En 1762, Leopold llevó a su talentosa hija (de 11 años) y a su hijo (de 6) a la corte de Baviera en la primera de varias "giras por Europa". Mozart continuó aprendiendo nuevos instrumentos mientras Maria Anna se convirtió en una virtuosa del piano. En diciembre de 1769, padre e hijo partieron para una gira italiana, dejando a Maria Anna en casa con su madre. Mientras estaban allí, el joven Mozart compuso su primera obra musical, una ópera para la corte de Milán.

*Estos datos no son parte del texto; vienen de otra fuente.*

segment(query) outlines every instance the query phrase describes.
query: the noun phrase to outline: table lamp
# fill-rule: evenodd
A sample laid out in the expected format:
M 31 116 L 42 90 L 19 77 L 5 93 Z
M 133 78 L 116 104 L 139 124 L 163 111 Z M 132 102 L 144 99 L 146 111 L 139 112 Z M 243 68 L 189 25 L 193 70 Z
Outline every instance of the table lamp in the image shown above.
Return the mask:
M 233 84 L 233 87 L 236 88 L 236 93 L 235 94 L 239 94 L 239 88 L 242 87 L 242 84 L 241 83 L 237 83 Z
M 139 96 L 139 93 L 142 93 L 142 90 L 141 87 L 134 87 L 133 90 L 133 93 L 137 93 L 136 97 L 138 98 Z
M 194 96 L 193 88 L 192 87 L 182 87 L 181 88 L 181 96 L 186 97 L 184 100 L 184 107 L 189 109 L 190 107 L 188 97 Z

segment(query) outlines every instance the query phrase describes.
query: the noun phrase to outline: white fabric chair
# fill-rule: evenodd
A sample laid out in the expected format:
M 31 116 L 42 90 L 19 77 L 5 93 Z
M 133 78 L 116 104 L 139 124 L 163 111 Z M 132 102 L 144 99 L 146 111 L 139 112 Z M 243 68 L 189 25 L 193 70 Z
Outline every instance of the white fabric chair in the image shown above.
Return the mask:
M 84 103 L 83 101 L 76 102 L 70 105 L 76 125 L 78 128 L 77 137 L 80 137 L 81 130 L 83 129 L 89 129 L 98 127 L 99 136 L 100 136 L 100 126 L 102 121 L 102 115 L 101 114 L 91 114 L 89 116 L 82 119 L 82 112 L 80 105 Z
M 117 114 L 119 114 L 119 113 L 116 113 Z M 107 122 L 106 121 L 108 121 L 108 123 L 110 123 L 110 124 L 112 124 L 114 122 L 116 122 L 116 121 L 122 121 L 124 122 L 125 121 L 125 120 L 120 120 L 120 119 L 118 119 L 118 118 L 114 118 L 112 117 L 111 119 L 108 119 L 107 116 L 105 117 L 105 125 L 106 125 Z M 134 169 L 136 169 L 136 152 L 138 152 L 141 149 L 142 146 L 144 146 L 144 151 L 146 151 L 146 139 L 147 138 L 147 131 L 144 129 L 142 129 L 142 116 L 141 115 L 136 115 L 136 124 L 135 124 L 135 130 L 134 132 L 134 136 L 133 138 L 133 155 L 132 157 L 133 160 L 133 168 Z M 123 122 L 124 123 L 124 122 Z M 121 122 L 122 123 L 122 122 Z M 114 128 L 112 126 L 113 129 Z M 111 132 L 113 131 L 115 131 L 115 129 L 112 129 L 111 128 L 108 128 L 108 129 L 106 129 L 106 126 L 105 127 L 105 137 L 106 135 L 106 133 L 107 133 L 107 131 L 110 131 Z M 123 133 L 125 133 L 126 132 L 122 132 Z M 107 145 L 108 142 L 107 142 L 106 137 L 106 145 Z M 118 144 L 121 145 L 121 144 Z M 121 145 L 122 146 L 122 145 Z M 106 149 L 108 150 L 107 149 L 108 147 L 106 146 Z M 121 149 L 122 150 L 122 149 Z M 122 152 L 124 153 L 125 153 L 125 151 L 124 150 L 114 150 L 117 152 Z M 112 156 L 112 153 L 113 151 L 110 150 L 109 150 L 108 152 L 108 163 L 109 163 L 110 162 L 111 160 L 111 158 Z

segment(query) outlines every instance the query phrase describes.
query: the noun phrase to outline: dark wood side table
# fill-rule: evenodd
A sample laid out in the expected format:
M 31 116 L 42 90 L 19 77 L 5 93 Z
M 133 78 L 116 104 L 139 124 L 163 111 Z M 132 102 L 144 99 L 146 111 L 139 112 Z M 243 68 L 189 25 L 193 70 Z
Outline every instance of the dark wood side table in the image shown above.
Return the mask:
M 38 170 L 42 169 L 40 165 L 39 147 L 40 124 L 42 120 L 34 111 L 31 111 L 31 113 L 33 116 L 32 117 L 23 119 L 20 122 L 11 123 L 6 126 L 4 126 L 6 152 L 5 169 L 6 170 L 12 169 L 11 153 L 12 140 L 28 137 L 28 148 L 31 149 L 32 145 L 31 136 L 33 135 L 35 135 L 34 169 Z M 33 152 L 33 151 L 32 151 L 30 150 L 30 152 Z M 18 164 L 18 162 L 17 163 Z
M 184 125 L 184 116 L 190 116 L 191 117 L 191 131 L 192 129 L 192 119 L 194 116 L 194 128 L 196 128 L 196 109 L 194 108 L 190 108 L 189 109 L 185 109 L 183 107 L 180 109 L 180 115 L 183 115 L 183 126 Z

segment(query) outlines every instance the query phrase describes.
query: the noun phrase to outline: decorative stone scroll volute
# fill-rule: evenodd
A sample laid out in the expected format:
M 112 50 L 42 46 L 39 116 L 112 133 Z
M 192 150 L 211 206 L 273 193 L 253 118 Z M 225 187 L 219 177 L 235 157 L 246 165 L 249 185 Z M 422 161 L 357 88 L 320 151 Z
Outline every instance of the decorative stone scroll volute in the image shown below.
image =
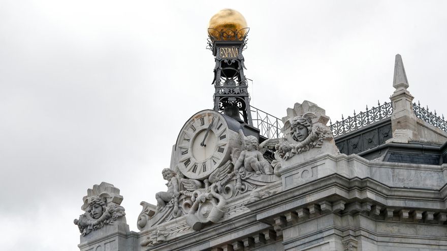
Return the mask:
M 87 196 L 83 198 L 84 204 L 81 207 L 85 212 L 74 221 L 82 235 L 114 225 L 116 222 L 127 226 L 124 207 L 120 205 L 122 200 L 119 189 L 105 182 L 87 190 Z
M 287 109 L 287 116 L 282 118 L 284 135 L 275 146 L 277 161 L 272 163 L 275 174 L 318 155 L 339 153 L 332 132 L 326 125 L 329 117 L 325 113 L 307 100 Z

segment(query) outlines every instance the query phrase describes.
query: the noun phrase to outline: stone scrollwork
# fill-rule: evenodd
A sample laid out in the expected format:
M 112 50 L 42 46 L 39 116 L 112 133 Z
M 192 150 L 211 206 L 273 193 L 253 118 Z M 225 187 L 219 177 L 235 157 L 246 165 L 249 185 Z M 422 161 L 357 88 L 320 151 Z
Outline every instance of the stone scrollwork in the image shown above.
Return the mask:
M 227 183 L 233 177 L 233 165 L 228 161 L 205 180 L 204 190 L 196 190 L 191 196 L 193 204 L 186 217 L 186 223 L 195 231 L 208 223 L 216 223 L 225 212 L 227 200 L 220 194 Z M 208 185 L 208 183 L 211 185 Z
M 166 241 L 166 238 L 169 235 L 169 232 L 166 228 L 158 228 L 149 237 L 143 240 L 140 244 L 146 247 L 155 246 Z
M 325 141 L 333 141 L 332 132 L 326 125 L 329 118 L 316 104 L 305 100 L 287 112 L 288 116 L 282 119 L 284 136 L 275 147 L 280 158 L 288 160 L 313 148 L 321 148 Z
M 105 182 L 95 185 L 84 197 L 81 209 L 85 212 L 79 219 L 75 219 L 75 225 L 84 236 L 105 225 L 113 225 L 118 220 L 122 219 L 125 222 L 124 209 L 120 205 L 122 199 L 119 190 L 113 185 Z
M 240 146 L 233 148 L 231 159 L 203 180 L 183 176 L 178 167 L 165 168 L 162 173 L 168 181 L 168 191 L 156 193 L 157 205 L 142 202 L 143 210 L 138 218 L 140 230 L 150 229 L 162 223 L 186 216 L 186 223 L 196 231 L 218 222 L 226 212 L 227 200 L 238 195 L 279 181 L 273 168 L 263 154 L 273 148 L 277 139 L 261 144 L 254 137 L 239 132 Z M 256 197 L 256 196 L 255 196 Z M 166 236 L 165 236 L 166 237 Z M 147 240 L 145 245 L 159 241 Z

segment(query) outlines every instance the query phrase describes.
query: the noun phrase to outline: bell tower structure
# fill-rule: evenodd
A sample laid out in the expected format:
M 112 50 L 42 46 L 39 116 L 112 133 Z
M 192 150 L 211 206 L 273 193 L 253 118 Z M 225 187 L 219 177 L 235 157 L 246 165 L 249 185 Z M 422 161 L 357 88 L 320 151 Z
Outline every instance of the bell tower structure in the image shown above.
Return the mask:
M 207 48 L 212 51 L 215 62 L 213 110 L 252 125 L 242 55 L 249 30 L 239 12 L 222 10 L 210 20 Z

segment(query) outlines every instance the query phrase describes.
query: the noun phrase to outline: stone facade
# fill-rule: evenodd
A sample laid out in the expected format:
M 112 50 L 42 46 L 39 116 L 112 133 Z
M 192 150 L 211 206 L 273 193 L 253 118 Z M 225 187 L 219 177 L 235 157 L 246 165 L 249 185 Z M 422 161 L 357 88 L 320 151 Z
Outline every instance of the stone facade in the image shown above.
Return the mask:
M 196 177 L 194 168 L 203 166 L 188 173 L 182 153 L 188 149 L 174 148 L 163 172 L 168 190 L 157 193 L 157 205 L 141 203 L 138 233 L 129 231 L 119 190 L 95 185 L 75 220 L 80 250 L 447 250 L 447 132 L 413 114 L 400 55 L 394 82 L 392 137 L 358 154 L 340 153 L 329 117 L 310 101 L 286 110 L 282 138 L 261 144 L 252 131 L 232 129 L 231 118 L 198 113 L 191 124 L 209 118 L 197 130 L 202 145 L 225 120 L 232 141 L 221 144 L 231 146 L 231 154 Z M 373 131 L 364 130 L 353 133 Z M 384 150 L 402 157 L 421 144 L 438 163 L 384 161 Z M 275 151 L 273 161 L 263 157 L 267 149 Z M 423 150 L 421 159 L 430 158 Z

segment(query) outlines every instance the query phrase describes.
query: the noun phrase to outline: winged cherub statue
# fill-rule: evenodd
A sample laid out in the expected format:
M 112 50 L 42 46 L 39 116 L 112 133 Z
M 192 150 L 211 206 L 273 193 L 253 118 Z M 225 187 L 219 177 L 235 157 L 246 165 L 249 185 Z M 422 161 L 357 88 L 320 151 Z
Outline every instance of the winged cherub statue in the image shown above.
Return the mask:
M 256 137 L 245 136 L 241 130 L 239 130 L 239 135 L 245 150 L 241 151 L 239 157 L 237 158 L 237 160 L 234 163 L 234 172 L 242 172 L 245 169 L 248 172 L 256 172 L 257 174 L 272 174 L 273 169 L 272 166 L 263 156 L 267 150 L 269 139 L 259 144 Z M 236 153 L 234 151 L 234 153 Z M 236 158 L 236 156 L 233 157 Z
M 167 192 L 158 192 L 155 194 L 155 199 L 157 200 L 157 208 L 156 212 L 158 212 L 166 205 L 166 203 L 169 202 L 173 197 L 178 197 L 178 180 L 176 177 L 176 172 L 169 168 L 165 168 L 162 171 L 163 174 L 163 178 L 168 181 L 166 186 L 168 186 Z

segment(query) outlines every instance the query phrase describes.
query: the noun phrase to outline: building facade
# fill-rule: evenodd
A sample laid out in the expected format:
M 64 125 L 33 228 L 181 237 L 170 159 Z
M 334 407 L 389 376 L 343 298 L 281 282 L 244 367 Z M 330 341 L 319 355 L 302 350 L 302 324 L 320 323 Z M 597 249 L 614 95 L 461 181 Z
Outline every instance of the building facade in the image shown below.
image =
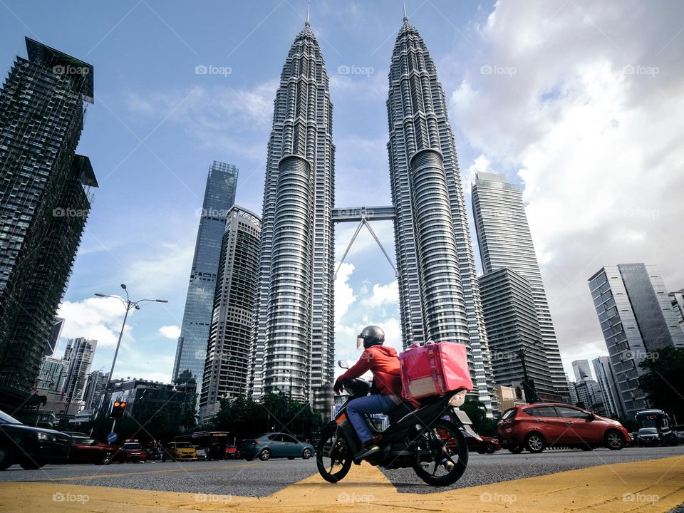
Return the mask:
M 572 362 L 572 372 L 575 375 L 575 380 L 582 379 L 592 379 L 591 368 L 588 360 L 574 360 Z
M 23 404 L 43 356 L 97 180 L 76 154 L 93 66 L 26 38 L 0 91 L 0 405 Z
M 481 276 L 479 281 L 494 382 L 514 386 L 524 380 L 527 370 L 528 385 L 534 385 L 541 400 L 559 400 L 549 375 L 529 284 L 507 267 Z
M 190 373 L 197 384 L 197 390 L 200 389 L 204 372 L 221 242 L 228 211 L 235 202 L 237 175 L 235 166 L 214 160 L 209 168 L 199 212 L 200 227 L 172 375 L 175 380 L 182 373 Z
M 478 173 L 472 187 L 472 211 L 483 271 L 486 275 L 508 267 L 529 283 L 546 353 L 547 373 L 556 393 L 568 398 L 561 353 L 520 188 L 507 183 L 501 175 Z
M 387 111 L 404 345 L 465 344 L 475 395 L 491 415 L 496 395 L 453 133 L 435 63 L 405 16 Z
M 658 268 L 606 266 L 589 280 L 625 415 L 648 405 L 638 388 L 639 363 L 665 347 L 684 348 L 684 333 Z
M 622 403 L 618 398 L 618 384 L 615 380 L 613 368 L 611 366 L 610 358 L 599 356 L 594 358 L 591 363 L 594 365 L 594 372 L 596 375 L 596 381 L 598 382 L 598 386 L 601 388 L 606 413 L 613 418 L 626 417 L 626 414 L 622 410 Z
M 307 20 L 283 66 L 268 145 L 249 391 L 329 414 L 335 147 L 328 78 Z
M 247 395 L 261 229 L 256 214 L 237 206 L 228 212 L 200 395 L 202 420 L 216 414 L 222 398 Z
M 70 338 L 67 342 L 64 351 L 64 360 L 69 366 L 64 383 L 64 400 L 67 403 L 83 403 L 97 346 L 96 340 L 83 337 Z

Tras volver a Salzburgo en 1773, al adolescente se le dio el puesto de maestro de conciertos ayudante, pero pronto se puso a buscar un cargo mejor y recorrió Mannheim, París y Múnich antes de establecerse por su cuenta en Viena como intérprete y compositor.
Durante la década de 1780, Mozart fue prolífico tanto en conciertos de producción propia como en los patrocinados por sus mecenas, en los que a menudo estrenaba sus nuevas obras. Su esfuerzo fue prodigioso: en un lapso de cinco semanas, dio 22 conciertos. Y se casó con Constanze Weber, que le daría seis hijos. Pero su ritmo de producción y conciertos, junto con el estilo de vida extravagante de la pareja –y tal vez su legendaria pugna con Antonio Salieri– le pasaron factura. Su salud física y mental se deterioró súbitamente y, en 1791, a los 35 años, Mozart murió.